Este é o tema que agora nos ocupa: “Vida Comum Carmelitana: Fidelidade aos Votos e ao Prior” — porque viver em obséquio de Jesus Cristo é, também, viver com e pelos irmãos.

II. A infraestrutura da vida comunitária

Regra do Carmo, número 4

4. Determinamos, em primeiro lugar que tenham um de vocês como prior, que seja eleito para este serviço através do consenso unânime de todos ou da parte mais numerosa e mais madura. A ele cada um dos outros prometa obediência e se empenhe em cumprir de verdade, na prática, o que prometeu, juntamente com a castidade e a renúncia à propriedade.

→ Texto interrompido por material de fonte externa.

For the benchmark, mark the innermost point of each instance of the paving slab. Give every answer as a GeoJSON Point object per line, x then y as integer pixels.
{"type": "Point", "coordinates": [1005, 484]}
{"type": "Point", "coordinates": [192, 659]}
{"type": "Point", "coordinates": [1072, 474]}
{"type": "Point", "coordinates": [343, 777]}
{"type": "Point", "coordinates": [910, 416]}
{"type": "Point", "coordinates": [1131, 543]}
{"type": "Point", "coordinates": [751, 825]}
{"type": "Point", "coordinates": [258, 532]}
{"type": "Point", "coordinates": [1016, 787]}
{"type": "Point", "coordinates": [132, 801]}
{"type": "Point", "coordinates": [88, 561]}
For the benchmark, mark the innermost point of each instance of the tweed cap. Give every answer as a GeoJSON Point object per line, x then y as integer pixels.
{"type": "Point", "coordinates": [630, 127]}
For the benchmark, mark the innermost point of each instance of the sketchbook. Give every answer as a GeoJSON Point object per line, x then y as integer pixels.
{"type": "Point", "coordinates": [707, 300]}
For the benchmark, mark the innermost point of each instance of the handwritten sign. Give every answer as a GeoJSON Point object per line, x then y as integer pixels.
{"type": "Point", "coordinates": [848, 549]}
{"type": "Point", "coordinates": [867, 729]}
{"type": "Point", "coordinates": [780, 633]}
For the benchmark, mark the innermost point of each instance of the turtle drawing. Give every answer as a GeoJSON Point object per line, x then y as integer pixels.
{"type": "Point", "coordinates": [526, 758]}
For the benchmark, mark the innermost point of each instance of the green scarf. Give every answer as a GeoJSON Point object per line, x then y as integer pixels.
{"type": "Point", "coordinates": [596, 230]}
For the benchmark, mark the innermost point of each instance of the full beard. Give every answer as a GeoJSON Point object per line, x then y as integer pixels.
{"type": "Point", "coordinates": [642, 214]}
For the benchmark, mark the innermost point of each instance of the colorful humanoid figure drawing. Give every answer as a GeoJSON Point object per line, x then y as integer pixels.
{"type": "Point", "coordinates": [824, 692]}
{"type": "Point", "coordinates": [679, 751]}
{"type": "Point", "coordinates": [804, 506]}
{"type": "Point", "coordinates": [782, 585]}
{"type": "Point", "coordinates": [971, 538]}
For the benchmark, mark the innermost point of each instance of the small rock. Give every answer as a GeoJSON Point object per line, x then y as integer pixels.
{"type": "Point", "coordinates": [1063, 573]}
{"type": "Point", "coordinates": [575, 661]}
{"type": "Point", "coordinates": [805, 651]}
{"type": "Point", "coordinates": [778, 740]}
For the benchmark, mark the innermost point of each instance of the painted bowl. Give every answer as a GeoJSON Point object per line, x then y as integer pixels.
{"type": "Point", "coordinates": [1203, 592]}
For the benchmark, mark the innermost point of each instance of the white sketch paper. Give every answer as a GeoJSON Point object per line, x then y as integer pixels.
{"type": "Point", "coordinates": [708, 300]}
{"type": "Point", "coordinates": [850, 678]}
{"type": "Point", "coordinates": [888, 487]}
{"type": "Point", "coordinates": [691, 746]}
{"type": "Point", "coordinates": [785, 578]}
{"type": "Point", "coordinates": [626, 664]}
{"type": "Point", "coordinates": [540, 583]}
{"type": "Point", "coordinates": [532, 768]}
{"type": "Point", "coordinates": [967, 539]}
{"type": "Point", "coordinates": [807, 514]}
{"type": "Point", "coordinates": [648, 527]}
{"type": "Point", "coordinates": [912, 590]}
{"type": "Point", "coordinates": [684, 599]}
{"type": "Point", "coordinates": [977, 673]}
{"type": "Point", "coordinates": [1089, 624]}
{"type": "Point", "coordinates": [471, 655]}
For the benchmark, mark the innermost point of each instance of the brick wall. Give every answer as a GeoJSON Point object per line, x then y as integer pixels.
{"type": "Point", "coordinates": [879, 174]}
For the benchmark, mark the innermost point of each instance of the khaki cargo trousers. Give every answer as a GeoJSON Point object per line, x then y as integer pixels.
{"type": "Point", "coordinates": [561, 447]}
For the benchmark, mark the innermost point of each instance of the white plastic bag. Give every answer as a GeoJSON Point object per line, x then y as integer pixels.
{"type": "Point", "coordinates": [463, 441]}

O Carmelo inaugura um novo jeito de viver a autoridade, como serviço e fraternidade. Quando os Primeiros Carmelitas do Monte Carmelo pediram a Santo Alberto, Patriarca de Jerusalém, uma forma de vida, não imaginaríamos que a primeira norma de sua Regra seria sobre a escolha do Prior (Regra do Carmo, n.º 4). Antes mesmo de tratar da oração, da vida comum ou da penitência, a Regra Carmelitana estabelece que um dos irmãos seja escolhido como Prior. Esse detalhe aparentemente administrativo revela uma profunda visão espiritual: a autoridade, no Carmelo, é exercida como serviço entre iguais, não como poder absoluto.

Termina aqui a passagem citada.